Gracias a una alerta de inteligencia, las autoridades lograron frustrar el intento antes de que los internos consiguieran abandonar el centro penitenciario.
La información preliminar indica que varios reclusos del pabellón 31 habrían comenzado a perforar uno de los muros de seguridad con el propósito de abrir una ruta de escape. El aviso llegó desde el exterior del establecimiento, lo que permitió activar de inmediato los protocolos de seguridad y ordenar una inspección de emergencia en el lugar señalado.
Durante la revisión, funcionarios del centro penitenciario encontraron varios huecos en la pared, los cuales, al parecer, estaban siendo ampliados progresivamente para atravesar por completo la estructura. La rápida intervención evitó que el plan se materializara y permitió neutralizar el presunto intento de fuga.

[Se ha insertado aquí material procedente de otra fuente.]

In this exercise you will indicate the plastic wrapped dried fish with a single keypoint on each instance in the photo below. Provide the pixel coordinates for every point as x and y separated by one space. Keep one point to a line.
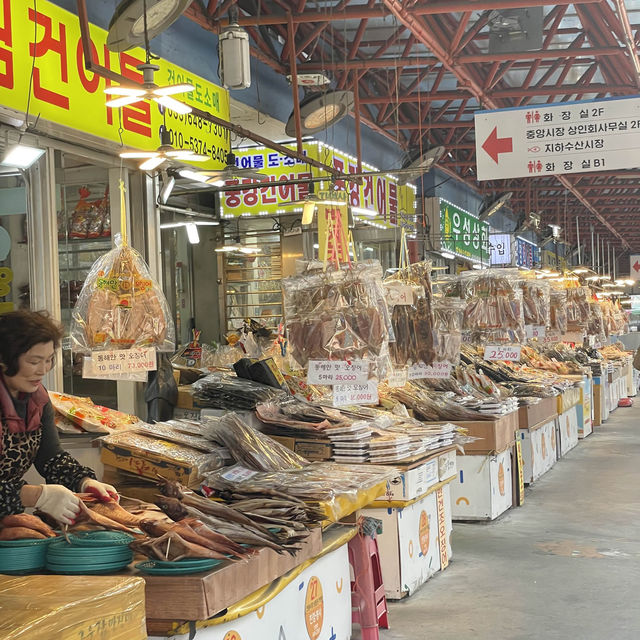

Tras el hallazgo, las directivas del penal ordenaron reparar los daños encontrados y reforzar las medidas de seguridad en el pabellón involucrado, con el fin de prevenir nuevas situaciones que puedan poner en riesgo el control del establecimiento.
Las autoridades adelantan las investigaciones para establecer cuántos internos habrían participado en las perforaciones, identificar a los responsables y determinar si contaban con apoyo externo para ejecutar el plan. No se descartan nuevas inspecciones y la adopción de medidas adicionales dentro del centro penitenciario.